Suitable devices for the imager 56 include scanning laser (e.g., gas or solid-state lasers) light sources, light emitting diode (LED) array exposure devices, and other exposure device conventionally used in 2D electrophotography systems. In alternative embodiments, suitable devices for the charge inducer 54 and the imager 56 include ion-deposition systems configured to selectively directly deposit charged ions or electrons to the surface 46 to form the latent image charge pattern.
Each development station 58 is an electrostatic and magnetic development station or cartridge that retains the supply of the part material 66p or the support material 66s, along with carrier particles. The development stations 58 may function in a similar manner to single or dual component development systems and toner cartridges used in 2D electrophotography systems. For example, each development station 58 may include an enclosure for retaining the part material 66p or the support material 66s and carrier particles. When agitated, the carrier particles generate triboelectric charges to attract the powders of the part material 66p or the support material 66s, which charges the attracted powders to a desired sign and magnitude, as discussed below.
Each development station 58 may also include one or more devices for transferring the charged part or the support material 66p or 66s to the surface 46, such as conveyors, fur brushes, paddle wheels, rollers, and/or magnetic brushes. For instance, as the surface 46 (containing the latent charged image) rotates from the imager 56 to the development station 58 in the direction 52, the charged part material 66p or the support material 66s is attracted to the appropriately charged regions of the latent image on the surface 46, utilizing either charged area development or discharged area development (depending on the electrophotography mode being utilized). This creates successive layers 22p or 22s as the photoconductor drum 42 continues to rotate in the direction 52, where the successive layers 22p or 22s correspond to the successive sliced layers of the digital representation of the 3D part or support structure.
The successive layers 22p or 22s are then rotated with the surface 46 in the direction 52 to a transfer region in which layers 22p or 22s are successively transferred from the photoconductor drum 42 to the belt 24 or other transfer medium, as discussed below. While illustrated as a direct engagement between the photoconductor drum 42 and the belt 24, in some preferred embodiments, the EP engines 12p and 12s may also include intermediary transfer drums and/or belts, as discussed further below.

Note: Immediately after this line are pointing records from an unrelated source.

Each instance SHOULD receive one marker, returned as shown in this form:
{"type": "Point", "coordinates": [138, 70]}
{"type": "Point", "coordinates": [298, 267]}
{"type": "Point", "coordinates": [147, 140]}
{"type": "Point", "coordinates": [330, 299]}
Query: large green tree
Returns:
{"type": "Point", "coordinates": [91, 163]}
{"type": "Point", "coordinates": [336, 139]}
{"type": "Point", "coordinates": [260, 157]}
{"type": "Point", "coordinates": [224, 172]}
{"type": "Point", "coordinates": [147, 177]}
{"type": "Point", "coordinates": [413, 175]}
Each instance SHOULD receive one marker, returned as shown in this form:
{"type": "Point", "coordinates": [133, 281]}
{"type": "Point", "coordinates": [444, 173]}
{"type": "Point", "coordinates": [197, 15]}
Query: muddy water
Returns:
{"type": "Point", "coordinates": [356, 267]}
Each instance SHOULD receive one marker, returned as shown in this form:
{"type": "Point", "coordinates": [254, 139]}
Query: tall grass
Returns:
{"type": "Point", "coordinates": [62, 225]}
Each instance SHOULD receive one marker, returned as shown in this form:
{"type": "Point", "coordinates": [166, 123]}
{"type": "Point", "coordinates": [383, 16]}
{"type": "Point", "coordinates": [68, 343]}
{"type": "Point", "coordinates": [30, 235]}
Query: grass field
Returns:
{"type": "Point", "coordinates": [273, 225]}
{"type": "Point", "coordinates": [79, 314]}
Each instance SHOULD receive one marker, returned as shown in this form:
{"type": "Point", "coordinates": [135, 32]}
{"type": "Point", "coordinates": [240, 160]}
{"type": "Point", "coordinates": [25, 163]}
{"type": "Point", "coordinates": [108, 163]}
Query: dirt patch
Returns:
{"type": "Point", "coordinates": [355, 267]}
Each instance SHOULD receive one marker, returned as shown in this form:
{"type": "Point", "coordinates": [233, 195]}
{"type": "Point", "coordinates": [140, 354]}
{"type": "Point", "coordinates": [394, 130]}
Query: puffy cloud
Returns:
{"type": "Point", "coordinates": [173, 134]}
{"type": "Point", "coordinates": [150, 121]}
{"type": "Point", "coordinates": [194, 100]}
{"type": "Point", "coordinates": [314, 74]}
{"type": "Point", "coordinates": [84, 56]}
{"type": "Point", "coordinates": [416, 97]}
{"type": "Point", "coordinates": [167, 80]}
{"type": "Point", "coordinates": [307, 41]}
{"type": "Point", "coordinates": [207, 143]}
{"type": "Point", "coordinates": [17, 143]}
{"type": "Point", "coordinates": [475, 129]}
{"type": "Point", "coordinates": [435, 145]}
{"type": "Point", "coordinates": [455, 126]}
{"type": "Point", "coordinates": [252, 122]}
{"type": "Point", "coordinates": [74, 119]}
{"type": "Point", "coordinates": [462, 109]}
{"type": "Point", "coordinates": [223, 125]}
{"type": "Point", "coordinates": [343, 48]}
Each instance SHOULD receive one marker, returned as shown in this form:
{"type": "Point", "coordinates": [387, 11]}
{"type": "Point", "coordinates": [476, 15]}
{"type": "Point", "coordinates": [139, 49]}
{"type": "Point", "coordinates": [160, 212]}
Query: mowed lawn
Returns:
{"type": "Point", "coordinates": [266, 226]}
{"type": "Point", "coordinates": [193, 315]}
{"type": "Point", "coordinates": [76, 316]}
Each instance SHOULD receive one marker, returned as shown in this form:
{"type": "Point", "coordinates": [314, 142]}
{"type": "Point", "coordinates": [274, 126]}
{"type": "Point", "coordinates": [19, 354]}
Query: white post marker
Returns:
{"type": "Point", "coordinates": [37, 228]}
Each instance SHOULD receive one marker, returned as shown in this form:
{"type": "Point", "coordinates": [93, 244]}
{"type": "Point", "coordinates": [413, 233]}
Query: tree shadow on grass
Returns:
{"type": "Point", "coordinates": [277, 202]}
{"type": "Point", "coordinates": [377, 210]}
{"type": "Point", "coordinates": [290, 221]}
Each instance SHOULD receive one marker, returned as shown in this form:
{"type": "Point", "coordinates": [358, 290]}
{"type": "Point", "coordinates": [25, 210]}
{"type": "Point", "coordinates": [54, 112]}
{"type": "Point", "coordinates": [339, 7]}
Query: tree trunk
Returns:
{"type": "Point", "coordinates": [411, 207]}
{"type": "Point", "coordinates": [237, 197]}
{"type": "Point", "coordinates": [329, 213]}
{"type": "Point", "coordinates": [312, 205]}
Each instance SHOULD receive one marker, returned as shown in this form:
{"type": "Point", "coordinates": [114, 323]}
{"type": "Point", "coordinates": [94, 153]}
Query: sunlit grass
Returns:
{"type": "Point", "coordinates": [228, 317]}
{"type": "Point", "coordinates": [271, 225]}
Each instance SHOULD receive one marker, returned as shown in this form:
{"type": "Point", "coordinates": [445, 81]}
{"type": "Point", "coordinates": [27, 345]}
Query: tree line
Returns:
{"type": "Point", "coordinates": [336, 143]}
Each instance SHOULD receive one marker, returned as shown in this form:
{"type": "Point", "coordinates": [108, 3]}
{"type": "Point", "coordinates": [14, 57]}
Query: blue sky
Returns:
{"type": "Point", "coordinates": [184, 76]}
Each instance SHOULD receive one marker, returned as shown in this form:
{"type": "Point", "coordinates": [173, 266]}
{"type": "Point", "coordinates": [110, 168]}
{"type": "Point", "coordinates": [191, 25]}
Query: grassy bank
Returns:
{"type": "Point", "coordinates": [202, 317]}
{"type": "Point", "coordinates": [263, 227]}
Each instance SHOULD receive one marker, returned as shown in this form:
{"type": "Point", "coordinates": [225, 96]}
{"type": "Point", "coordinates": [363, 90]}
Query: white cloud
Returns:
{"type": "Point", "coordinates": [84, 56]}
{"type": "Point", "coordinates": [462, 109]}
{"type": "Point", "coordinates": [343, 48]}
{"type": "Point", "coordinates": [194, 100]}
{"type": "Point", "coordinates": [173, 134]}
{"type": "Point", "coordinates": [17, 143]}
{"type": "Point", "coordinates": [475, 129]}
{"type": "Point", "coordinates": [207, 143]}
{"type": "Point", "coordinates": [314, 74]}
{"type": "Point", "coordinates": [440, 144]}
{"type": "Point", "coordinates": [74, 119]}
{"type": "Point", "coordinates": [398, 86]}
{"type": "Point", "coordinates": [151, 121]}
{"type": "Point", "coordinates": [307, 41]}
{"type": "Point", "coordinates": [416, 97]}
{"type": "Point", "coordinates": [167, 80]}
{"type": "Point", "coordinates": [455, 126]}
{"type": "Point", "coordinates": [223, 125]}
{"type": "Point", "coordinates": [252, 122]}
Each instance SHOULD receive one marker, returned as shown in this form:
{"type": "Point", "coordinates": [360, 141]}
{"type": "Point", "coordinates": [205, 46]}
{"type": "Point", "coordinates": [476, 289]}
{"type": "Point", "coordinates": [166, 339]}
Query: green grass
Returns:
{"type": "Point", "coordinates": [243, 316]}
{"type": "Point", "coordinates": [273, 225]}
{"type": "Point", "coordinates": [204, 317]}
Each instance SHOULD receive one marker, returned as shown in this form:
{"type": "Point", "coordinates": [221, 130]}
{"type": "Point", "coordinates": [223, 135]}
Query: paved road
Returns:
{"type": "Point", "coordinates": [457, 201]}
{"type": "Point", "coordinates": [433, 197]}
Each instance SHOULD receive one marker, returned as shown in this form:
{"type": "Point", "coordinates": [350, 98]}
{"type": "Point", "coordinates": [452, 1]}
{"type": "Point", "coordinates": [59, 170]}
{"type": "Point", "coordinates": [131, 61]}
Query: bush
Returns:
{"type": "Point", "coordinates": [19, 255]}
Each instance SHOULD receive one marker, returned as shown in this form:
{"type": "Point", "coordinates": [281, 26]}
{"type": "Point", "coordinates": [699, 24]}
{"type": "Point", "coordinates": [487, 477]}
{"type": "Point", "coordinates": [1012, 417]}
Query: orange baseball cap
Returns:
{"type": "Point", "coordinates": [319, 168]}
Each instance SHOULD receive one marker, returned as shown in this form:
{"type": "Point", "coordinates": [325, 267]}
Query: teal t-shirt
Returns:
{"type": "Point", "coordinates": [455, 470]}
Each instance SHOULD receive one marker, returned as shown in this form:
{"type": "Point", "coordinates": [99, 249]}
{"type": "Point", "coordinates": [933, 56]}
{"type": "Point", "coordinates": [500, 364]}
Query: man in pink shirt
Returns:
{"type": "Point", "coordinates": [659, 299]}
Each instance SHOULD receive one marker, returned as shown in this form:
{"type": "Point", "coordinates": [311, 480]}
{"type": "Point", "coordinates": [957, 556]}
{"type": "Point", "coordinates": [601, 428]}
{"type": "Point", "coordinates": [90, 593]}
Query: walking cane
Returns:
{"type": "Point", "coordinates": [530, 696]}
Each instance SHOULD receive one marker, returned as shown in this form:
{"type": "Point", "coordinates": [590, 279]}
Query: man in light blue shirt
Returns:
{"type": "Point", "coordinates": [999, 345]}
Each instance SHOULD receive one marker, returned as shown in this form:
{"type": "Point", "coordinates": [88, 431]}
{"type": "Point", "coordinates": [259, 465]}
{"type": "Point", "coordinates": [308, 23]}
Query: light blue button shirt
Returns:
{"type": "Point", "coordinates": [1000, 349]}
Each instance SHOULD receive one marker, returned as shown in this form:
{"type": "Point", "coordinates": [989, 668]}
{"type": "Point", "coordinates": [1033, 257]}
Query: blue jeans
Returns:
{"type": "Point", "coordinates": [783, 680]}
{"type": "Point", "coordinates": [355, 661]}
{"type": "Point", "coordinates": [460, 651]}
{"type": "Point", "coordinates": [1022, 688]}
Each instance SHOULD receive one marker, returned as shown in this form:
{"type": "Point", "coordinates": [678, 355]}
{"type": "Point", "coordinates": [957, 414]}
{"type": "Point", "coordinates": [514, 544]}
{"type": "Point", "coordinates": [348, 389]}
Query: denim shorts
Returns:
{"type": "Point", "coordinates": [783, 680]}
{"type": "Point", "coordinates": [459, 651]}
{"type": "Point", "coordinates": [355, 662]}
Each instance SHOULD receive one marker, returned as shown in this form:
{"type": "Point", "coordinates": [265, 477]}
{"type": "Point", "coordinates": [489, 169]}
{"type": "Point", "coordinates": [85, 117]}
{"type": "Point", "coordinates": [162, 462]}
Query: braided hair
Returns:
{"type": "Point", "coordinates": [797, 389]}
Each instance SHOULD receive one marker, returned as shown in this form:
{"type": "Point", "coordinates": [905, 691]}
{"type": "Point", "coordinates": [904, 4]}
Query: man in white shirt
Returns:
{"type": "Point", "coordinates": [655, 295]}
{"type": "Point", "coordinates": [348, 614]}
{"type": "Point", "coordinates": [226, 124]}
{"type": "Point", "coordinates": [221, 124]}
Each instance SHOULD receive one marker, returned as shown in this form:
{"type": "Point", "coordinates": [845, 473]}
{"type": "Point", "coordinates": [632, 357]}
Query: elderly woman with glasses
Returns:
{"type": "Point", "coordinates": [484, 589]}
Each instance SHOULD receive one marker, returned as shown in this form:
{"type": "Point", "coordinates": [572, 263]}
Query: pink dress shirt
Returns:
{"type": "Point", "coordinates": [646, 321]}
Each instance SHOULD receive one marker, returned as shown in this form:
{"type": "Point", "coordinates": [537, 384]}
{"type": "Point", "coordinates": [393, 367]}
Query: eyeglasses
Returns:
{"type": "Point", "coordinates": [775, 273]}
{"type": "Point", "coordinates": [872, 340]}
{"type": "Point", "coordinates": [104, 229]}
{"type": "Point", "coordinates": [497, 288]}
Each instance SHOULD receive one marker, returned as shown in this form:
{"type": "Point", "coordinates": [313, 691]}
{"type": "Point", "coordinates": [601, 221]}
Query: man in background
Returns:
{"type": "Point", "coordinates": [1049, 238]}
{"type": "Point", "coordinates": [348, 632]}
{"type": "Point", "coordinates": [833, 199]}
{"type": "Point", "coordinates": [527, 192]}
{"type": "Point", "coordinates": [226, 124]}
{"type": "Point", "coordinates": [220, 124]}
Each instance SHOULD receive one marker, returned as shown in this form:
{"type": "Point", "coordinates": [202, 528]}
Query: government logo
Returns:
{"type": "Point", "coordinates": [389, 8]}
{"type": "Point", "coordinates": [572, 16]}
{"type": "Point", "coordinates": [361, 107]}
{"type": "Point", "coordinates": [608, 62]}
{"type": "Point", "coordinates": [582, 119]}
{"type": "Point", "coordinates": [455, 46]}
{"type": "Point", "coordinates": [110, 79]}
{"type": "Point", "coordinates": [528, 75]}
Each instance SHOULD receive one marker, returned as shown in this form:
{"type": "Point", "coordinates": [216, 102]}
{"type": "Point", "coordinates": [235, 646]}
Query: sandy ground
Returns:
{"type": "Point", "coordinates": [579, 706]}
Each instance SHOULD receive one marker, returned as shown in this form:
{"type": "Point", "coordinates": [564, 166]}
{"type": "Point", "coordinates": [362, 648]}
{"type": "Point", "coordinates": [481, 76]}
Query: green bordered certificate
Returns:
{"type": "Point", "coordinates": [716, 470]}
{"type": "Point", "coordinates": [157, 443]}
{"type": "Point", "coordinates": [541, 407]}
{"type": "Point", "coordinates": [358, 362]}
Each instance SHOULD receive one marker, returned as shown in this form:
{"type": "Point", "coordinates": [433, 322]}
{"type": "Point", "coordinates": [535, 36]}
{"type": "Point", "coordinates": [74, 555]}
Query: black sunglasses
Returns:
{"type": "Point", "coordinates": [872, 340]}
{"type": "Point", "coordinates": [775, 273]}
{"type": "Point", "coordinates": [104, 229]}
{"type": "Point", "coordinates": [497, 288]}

After a given layer 22p or 22s is transferred from the photoconductor drum 42 to the belt 24 (or an intermediary transfer drum or belt), the drive motor 50 and the shaft 48 continue to rotate the photoconductor drum 42 in the direction 52 such that the region of the surface 46 that previously held the layer 22p or 22s passes the cleaning station 60. The cleaning station 60 is a station configured to remove any residual, non-transferred portions of part or support material 66p or 66s. Suitable devices for the cleaning station 60 include blade cleaners, brush cleaners, electrostatic cleaners, vacuum-based cleaners, and combinations thereof.
After passing the cleaning station 60, the surface 46 continues to rotate in the direction 52 such that the cleaned regions of the surface 46 pass the discharge device 62 to remove any residual electrostatic charge on the surface 46, prior to starting the next cycle. Suitable devices for the discharge device 62 include optical systems, high-voltage alternating-current corotrons and/or scorotrons, one or more rotating dielectric rollers having conductive cores with applied high-voltage alternating-current, and combinations thereof.
The biasing mechanisms 16 are configured to induce electrical potentials through the belt 24 to electrostatically attract the layers 22p and 22s from the EP engines 12p and 12s to the belt 24. Because the layers 22p and 22s are each only a single layer increment in thickness at this point in the process, electrostatic attraction is suitable for transferring the layers 22p and 22s from the EP engines 12p and 12s to the belt 24.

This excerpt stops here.